When I show my students the following passage, some of them are unable to take it in.  They think the author must merely mean that pregnancy increases the risk of certain illnesses.  No, that is not what he is saying.  Read it again carefully.  I’ve added boldface for emphasis.

The foregoing discussion should allow us to abandon the erroneous assumption that pregnancy is per se a normal and desirable state, and to consider instead a more accurate view that human pregnancy is an episodic, moderately extended chronic condition with a definable morbidity and mortality risk to which females are uniquely though not uniformly susceptible and which:

-- is almost entirely preventable through the use of effective contraception, and entirely so through abstinence;

-- when not prevented, is the individual result of a set of species specific bio-social adaptations with a changing significance for species survival;

-- may be defined as an illness requiring medical supervision through (a) cultural traditions, functional or explicit, (b) circumstantial self-definition of illness or (c) individual illness behavior;

-- may be treated by evacuation of the uterine contents;

-- may be tolerated, sought, and/or valued for the purpose of reproduction; and

-- has an excellent prognosis for complete, spontaneous recovery if managed under careful medical supervision.  [He means the woman gives birth to the child.]

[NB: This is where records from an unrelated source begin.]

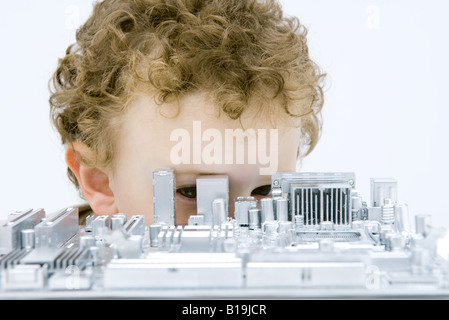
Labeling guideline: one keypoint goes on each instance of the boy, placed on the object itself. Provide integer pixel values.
(144, 76)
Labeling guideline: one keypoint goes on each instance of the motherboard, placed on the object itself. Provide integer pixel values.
(314, 237)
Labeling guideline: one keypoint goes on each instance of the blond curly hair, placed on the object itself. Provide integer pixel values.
(235, 50)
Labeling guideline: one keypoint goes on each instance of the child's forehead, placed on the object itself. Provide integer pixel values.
(196, 109)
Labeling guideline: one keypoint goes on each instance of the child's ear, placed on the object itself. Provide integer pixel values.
(94, 183)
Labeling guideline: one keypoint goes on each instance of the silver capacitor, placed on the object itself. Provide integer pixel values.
(209, 188)
(241, 206)
(401, 222)
(281, 209)
(423, 224)
(27, 239)
(254, 217)
(117, 221)
(267, 209)
(219, 212)
(164, 196)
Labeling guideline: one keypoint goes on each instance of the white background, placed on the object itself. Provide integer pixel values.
(385, 113)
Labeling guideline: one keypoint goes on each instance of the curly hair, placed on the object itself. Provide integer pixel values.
(234, 50)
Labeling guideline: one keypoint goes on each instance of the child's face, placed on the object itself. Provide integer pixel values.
(145, 146)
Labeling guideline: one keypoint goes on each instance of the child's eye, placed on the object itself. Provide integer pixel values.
(262, 191)
(188, 192)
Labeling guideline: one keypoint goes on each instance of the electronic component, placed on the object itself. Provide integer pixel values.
(315, 237)
(209, 188)
(164, 196)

Accordingly, the open recognition and legitimation of pregnancy as an illness would be consistent with the individual self-interest of those experiencing pregnancy, good standards of medical practice, and the continued survival of human and other species.

This is the entire conclusion of an article by abortionist Warren M. Hern, M.D., "Is Pregnancy Really Normal?"  But his opinion is not really unusual; he merely states it more bluntly than most people who think his way do.